Il caso dell’architetta triestina
Suicidio assistito negato, Martina Oppelli denuncia l’Asl per tortura: “Lasciatemi andare, non accetto nuove terapie”
Dalle parole è passata ai fatti. Martina Oppelli, l’architetta triestina di 49 anni affetta da sclerosi multipla progressiva che si è vista respingere per la seconda volta dall’azienda sanitaria universitaria giuliano isontina la richiesta di accedere al suicidio assistito, aveva parlato di “tortura di Stato” nel commentare la scelta dell’Asugi.
Oggi Oppelli ha presentato un esposto alla Procura di Trieste per rifiuto di atti d’ufficio e tortura nei confronti dei medici dell’azienda sanitaria, portando dunque la vicenda anche nelle sedi penali.
L’annuncio è stato dato durante un incontro convocato con l’associazione Luca Coscioni, che assiste Oppelli nella sua battaglia: l’architetta 49enne, pur essendo dipendente da macchinari, farmaci e assistenza continua per le sue funzioni vitali, nei giorni scorsi si era vista rifiutare dall’azienda sanitaria la sua richiesta di assistenza per il suicidio assistito.
Martina Oppelli e la denuncia per tortura
Filomena Gallo, avvocata e segretaria dell’associazione Coscioni, oltre che coordinatrice del collegio legale di studio e difesa di Oppelli, ha duramente attaccato la decisione dell’azienda sanitaria parlando di “ingiustificati rifiuti”. Condotte che “ledono la dignità di Martina Oppelli costretta a un trattamento inumano e degradante, condannata a una vera e propria tortura di Stato”.
“I medici di Asugi – aggiunge Gallo – arrivano a mettere in dubbio che Martina Oppelli necessiti realmente della macchina della tosse che essi stessi, tramite il sistema sanitario nazionale le avevano prescritto; in questo modo danno una falsa rappresentazione della sua condizione di malattia e soprattutto dei supporti medici e farmacologici che la tengono in vita. Il rifiuto fondato su tali argomentazioni risulta arbitrario e quindi censurabile ai sensi del reato di rifiuto di atti d’ufficio. Inoltre, la violenza e la crudeltà che caratterizzano il trattamento degradante subito da Martina, che si trova in una condizione di evidente minorata difesa ad avviso del collegio legale che segue Martina integrano gli estremi del reato di tortura. Abbiamo chiesto alla Procura di Trieste di verificare tali condotte e impugneremo il diniego di Asugi in ogni suo punto e in ogni sede”.
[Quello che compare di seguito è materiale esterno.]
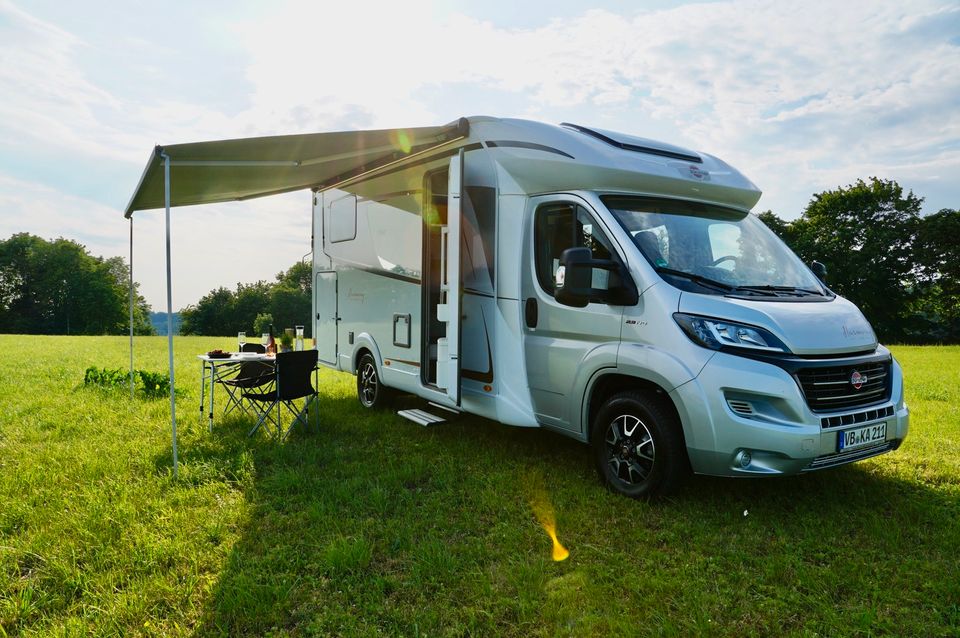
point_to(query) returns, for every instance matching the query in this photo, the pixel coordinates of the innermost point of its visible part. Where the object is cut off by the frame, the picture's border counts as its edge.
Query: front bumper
(743, 417)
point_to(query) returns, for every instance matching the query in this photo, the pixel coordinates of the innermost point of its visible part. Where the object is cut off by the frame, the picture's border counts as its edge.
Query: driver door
(558, 339)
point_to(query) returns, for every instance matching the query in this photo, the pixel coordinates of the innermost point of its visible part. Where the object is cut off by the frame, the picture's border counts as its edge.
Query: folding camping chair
(250, 375)
(292, 381)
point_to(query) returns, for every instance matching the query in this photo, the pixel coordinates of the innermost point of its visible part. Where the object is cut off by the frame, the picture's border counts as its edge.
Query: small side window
(343, 219)
(560, 226)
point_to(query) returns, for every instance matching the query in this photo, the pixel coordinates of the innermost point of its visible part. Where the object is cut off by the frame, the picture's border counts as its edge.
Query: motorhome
(611, 288)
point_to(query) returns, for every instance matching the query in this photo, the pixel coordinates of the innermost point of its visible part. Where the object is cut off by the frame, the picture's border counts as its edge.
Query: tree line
(57, 287)
(284, 303)
(901, 268)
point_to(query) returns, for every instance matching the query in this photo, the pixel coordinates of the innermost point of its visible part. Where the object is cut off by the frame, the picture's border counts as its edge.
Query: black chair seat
(292, 381)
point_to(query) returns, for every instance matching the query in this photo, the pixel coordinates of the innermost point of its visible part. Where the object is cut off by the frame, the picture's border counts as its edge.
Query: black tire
(638, 446)
(370, 391)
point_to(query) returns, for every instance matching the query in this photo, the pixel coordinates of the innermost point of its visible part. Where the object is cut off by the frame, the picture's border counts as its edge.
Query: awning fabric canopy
(229, 170)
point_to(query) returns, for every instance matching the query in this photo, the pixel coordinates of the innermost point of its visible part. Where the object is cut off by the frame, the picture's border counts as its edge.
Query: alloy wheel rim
(368, 384)
(631, 452)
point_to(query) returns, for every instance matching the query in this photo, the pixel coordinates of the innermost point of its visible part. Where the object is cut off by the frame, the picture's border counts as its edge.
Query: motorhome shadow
(612, 288)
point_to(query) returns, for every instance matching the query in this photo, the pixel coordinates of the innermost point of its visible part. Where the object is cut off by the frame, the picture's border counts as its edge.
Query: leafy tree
(937, 307)
(900, 268)
(223, 312)
(56, 287)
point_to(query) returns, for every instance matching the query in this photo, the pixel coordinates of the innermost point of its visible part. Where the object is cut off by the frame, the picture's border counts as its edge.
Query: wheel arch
(366, 345)
(606, 385)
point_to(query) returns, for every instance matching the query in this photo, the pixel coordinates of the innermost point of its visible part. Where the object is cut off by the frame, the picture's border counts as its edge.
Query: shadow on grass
(375, 525)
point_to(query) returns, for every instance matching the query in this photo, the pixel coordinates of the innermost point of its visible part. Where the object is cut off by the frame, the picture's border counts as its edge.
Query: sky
(801, 97)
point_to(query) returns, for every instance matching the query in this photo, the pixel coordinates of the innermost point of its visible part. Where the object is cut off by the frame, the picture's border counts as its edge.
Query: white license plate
(860, 437)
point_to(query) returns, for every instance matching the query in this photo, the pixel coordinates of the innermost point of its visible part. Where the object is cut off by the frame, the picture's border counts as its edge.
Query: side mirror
(575, 278)
(819, 270)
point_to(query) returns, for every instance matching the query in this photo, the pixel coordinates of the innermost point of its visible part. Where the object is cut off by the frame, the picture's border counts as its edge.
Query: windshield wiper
(703, 281)
(776, 289)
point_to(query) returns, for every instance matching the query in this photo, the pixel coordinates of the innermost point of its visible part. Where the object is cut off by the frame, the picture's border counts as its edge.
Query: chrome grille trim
(828, 388)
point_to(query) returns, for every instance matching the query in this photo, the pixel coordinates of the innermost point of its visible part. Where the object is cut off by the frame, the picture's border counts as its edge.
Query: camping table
(216, 368)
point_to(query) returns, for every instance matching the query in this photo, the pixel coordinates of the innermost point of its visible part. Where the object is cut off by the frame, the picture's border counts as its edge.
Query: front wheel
(638, 446)
(370, 391)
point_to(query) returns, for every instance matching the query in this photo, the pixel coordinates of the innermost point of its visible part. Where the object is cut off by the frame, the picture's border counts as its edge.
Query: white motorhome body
(444, 271)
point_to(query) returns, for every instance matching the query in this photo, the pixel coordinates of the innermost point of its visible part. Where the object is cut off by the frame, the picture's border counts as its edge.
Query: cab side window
(559, 226)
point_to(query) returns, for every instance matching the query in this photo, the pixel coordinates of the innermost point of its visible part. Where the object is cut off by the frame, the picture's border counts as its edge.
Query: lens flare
(559, 551)
(401, 140)
(543, 510)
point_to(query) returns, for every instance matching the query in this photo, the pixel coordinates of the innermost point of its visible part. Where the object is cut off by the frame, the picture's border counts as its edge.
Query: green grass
(376, 526)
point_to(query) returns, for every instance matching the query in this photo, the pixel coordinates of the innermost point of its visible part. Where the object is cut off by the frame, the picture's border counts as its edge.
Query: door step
(443, 407)
(421, 417)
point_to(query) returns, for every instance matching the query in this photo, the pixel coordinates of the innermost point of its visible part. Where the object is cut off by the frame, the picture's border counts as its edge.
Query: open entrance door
(325, 328)
(442, 286)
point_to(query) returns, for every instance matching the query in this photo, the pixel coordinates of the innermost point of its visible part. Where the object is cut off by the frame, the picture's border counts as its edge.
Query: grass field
(376, 526)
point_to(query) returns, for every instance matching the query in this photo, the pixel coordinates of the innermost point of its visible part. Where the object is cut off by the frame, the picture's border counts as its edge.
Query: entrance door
(325, 328)
(448, 357)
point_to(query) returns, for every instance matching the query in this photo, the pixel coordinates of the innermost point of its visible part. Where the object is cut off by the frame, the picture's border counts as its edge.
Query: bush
(152, 385)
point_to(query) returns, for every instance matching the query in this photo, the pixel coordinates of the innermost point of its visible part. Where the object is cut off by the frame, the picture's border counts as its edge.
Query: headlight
(718, 333)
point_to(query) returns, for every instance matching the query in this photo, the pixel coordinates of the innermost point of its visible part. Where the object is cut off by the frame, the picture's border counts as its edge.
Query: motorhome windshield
(714, 250)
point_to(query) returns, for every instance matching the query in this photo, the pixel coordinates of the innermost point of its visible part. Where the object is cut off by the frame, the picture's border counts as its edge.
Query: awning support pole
(173, 404)
(131, 306)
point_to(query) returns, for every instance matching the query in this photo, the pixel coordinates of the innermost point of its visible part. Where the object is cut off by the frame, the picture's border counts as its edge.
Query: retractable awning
(230, 170)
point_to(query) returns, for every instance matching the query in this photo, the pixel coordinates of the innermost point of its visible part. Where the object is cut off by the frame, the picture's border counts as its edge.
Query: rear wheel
(370, 391)
(638, 446)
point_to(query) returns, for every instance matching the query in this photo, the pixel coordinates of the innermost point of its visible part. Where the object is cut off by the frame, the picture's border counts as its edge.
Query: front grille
(856, 417)
(830, 389)
(842, 458)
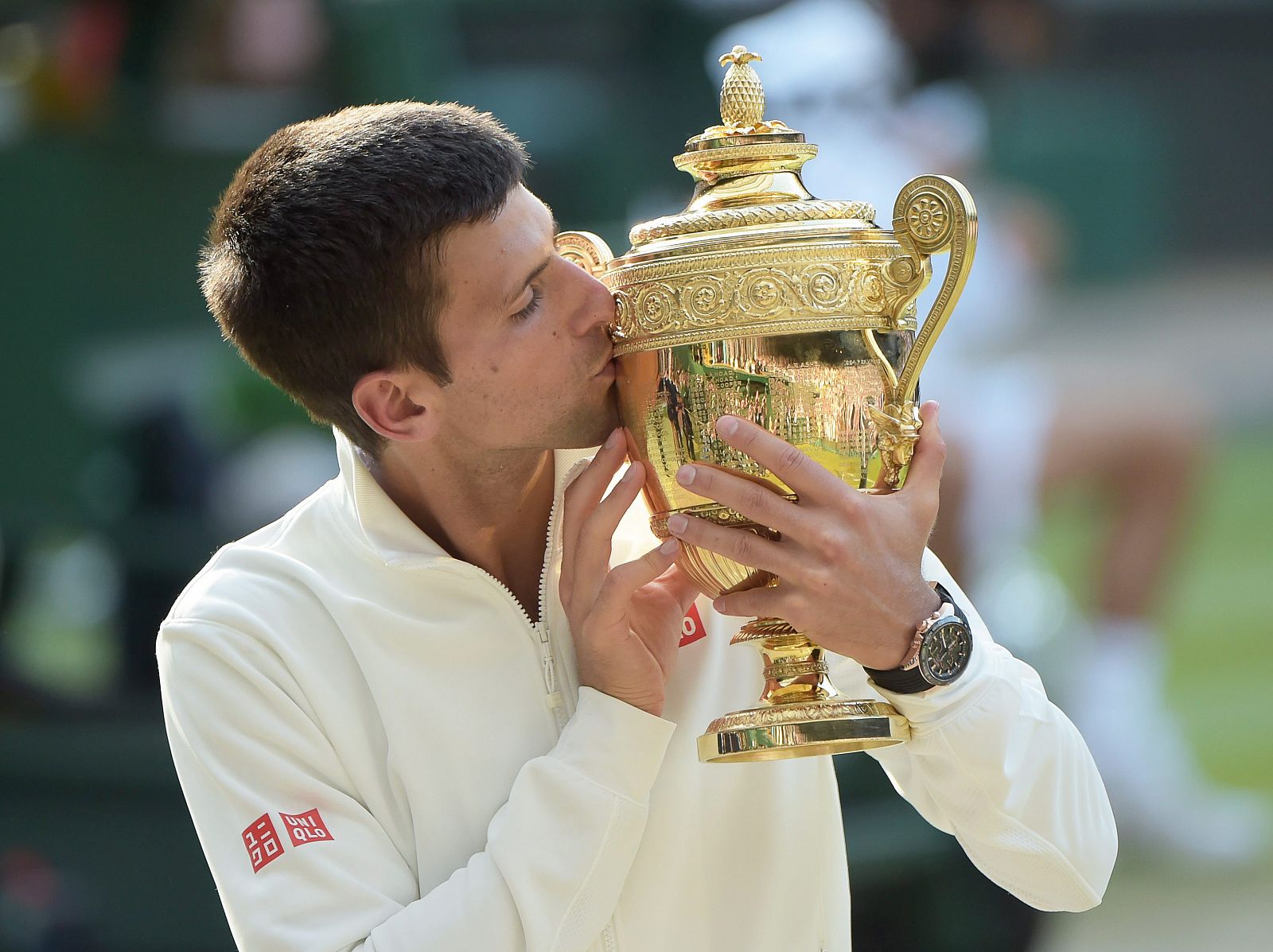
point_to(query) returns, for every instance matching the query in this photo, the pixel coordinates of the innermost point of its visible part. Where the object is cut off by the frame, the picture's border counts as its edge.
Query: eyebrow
(539, 270)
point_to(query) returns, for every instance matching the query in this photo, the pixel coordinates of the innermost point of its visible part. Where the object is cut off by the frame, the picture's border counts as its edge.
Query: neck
(490, 511)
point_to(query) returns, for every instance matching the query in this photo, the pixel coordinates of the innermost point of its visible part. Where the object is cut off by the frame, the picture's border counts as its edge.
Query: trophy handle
(933, 214)
(586, 250)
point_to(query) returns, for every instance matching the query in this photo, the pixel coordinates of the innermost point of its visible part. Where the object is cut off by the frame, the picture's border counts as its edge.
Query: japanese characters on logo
(263, 843)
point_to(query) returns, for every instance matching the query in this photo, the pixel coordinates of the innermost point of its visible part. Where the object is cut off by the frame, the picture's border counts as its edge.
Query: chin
(591, 429)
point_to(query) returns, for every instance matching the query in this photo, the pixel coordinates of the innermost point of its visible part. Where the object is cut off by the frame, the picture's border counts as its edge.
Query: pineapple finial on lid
(742, 97)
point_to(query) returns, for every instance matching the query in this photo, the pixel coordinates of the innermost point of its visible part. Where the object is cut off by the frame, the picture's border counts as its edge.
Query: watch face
(945, 652)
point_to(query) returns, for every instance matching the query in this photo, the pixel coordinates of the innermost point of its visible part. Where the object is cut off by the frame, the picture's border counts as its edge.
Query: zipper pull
(549, 674)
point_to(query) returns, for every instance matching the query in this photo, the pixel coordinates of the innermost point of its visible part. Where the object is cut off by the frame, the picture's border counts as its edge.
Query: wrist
(940, 653)
(923, 604)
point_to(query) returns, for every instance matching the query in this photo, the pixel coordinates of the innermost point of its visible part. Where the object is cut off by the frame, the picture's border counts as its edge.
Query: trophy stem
(801, 713)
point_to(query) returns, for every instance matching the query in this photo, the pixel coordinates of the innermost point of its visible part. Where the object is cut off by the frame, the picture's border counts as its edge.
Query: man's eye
(536, 297)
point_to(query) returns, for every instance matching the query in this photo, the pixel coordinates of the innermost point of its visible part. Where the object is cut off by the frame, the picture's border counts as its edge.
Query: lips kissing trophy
(767, 303)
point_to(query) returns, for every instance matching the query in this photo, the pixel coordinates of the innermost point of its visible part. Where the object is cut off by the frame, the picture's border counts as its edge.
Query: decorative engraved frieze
(732, 290)
(716, 220)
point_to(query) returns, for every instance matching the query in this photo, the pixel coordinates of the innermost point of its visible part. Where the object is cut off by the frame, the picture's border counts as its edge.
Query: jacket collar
(386, 528)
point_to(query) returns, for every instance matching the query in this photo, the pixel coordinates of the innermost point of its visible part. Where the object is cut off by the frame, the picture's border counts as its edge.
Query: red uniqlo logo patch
(691, 627)
(305, 827)
(263, 843)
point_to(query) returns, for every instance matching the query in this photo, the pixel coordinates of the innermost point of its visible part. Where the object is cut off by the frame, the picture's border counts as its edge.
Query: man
(403, 722)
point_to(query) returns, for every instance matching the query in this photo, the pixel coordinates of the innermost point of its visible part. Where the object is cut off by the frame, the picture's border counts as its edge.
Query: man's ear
(401, 405)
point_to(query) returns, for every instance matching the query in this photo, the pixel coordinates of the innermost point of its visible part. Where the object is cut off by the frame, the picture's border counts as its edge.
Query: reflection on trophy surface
(763, 302)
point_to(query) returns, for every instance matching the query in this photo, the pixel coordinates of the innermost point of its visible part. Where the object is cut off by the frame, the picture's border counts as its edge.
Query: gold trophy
(796, 312)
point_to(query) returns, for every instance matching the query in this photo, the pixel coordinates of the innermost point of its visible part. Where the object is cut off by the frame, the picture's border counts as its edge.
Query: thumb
(925, 475)
(680, 587)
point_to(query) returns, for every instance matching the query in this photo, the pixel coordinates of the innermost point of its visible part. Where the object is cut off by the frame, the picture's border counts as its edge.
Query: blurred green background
(130, 425)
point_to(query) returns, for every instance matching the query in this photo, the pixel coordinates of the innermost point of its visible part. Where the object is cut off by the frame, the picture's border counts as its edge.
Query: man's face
(525, 336)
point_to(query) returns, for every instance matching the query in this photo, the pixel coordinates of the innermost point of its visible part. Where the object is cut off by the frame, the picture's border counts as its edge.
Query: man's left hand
(848, 561)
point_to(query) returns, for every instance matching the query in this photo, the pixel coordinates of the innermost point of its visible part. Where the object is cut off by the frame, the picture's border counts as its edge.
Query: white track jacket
(381, 752)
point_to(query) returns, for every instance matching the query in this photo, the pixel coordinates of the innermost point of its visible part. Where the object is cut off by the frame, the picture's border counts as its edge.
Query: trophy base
(784, 731)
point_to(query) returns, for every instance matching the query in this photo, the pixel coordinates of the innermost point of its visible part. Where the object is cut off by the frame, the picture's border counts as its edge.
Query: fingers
(734, 542)
(755, 498)
(925, 476)
(753, 604)
(624, 581)
(680, 587)
(793, 468)
(585, 493)
(591, 555)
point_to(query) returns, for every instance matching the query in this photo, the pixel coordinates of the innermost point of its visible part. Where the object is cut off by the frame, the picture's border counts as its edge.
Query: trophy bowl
(763, 302)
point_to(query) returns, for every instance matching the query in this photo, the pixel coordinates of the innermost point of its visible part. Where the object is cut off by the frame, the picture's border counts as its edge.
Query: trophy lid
(746, 169)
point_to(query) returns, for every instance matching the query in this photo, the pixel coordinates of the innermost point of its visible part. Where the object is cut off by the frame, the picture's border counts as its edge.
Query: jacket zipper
(541, 629)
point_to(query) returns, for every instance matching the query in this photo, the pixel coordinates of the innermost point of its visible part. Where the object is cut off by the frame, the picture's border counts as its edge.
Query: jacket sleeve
(999, 765)
(247, 744)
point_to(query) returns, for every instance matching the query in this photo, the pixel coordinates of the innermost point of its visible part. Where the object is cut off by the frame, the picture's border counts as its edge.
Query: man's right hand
(625, 621)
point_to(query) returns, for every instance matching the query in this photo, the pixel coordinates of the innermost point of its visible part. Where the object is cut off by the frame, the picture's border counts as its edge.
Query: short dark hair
(321, 262)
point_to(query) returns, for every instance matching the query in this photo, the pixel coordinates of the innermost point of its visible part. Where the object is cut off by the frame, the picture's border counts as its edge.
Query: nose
(595, 305)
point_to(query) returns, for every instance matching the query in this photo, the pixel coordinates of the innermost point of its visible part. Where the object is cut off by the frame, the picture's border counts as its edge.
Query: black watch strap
(913, 681)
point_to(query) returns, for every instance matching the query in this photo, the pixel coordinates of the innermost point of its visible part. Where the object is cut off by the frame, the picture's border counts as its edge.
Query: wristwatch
(939, 655)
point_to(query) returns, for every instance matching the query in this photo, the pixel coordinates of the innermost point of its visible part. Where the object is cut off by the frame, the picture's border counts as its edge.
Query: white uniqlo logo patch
(305, 827)
(263, 843)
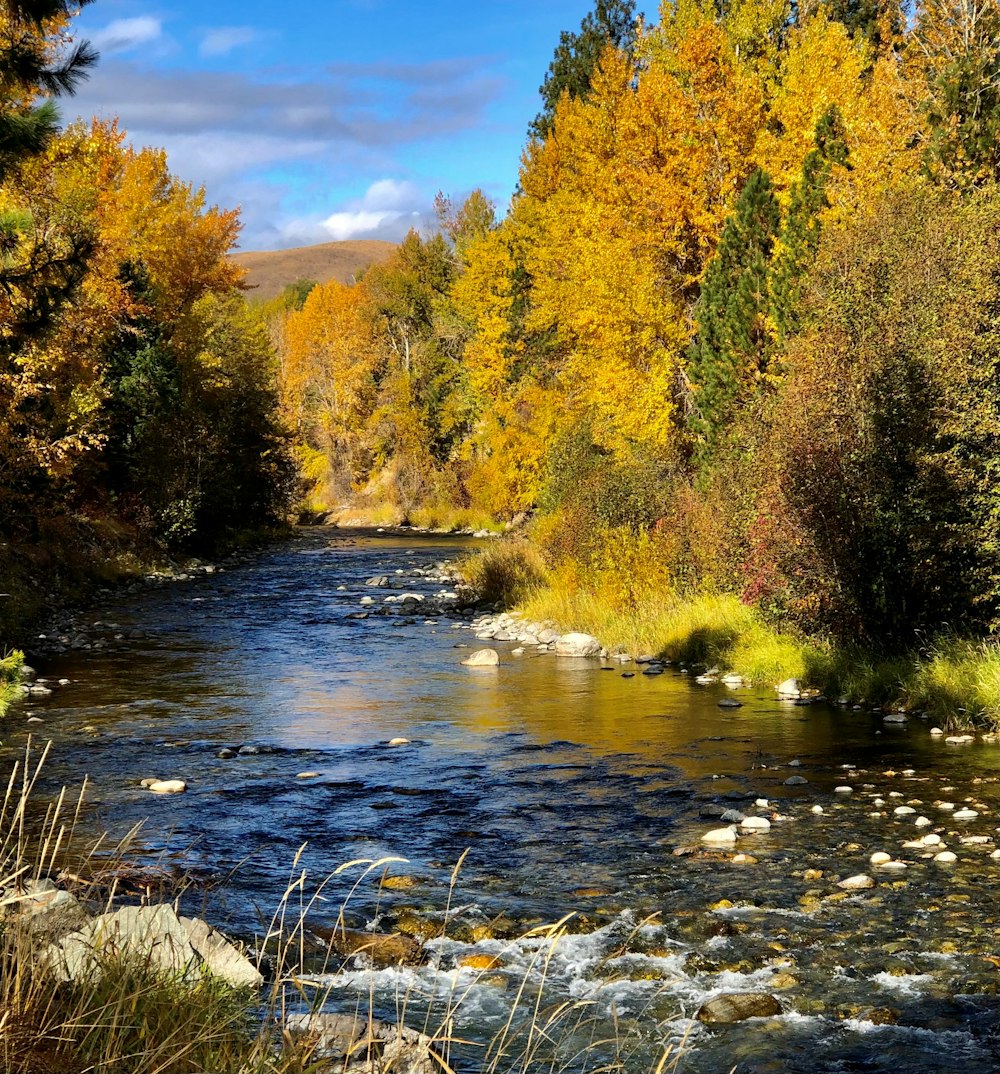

L’opzione estero per ottenere il suicidio assistito
Di fronte ai “no” italiani, Martina Oppelli ha sottolineato di star “contemplando l’opzione estero, dove ho iniziato il percorso prima ancora che con l’Asugi”, ma “mi riesce difficile immaginare come intraprendere il viaggio”.
L’architetta ha descritto com’è la sua “vita” quotidiano alle prese con la malattia: “Immaginate cosa voglia dire non andare più in vacanza, a mangiare, a bere, godere la vita. Eppure io cerco di farmela piacere uguale, chiusa in casa. Ho tutto il mondo dentro, è doloroso. Un normodotato non può neanche immaginare”.
Nel suo intervento in conferenza Martina ha fatto un appello struggente: “Lasciatemi andare, siamo soffio di vento. Anni fa ho sempre creduto in un miracolo di fede o di scienza, ma arriva anche un momento in cui devi arrenderti mantenendo la lucidità e la dignità umana. Non vedo perché dovrei accettare nuovi esami e terapie, che sicuramente mi rintronerebbero. Non credo proprio che sarei ancora Martina”.
“È veramente necessario vedermi col pannolone? Non c’è niente di male nel curarsi. Io non mi accetterei marcia. Non sono vittimista o eroina: sono una persona. È un reato cercare di assomigliarvi?”, le parole, amare, dell’architetta.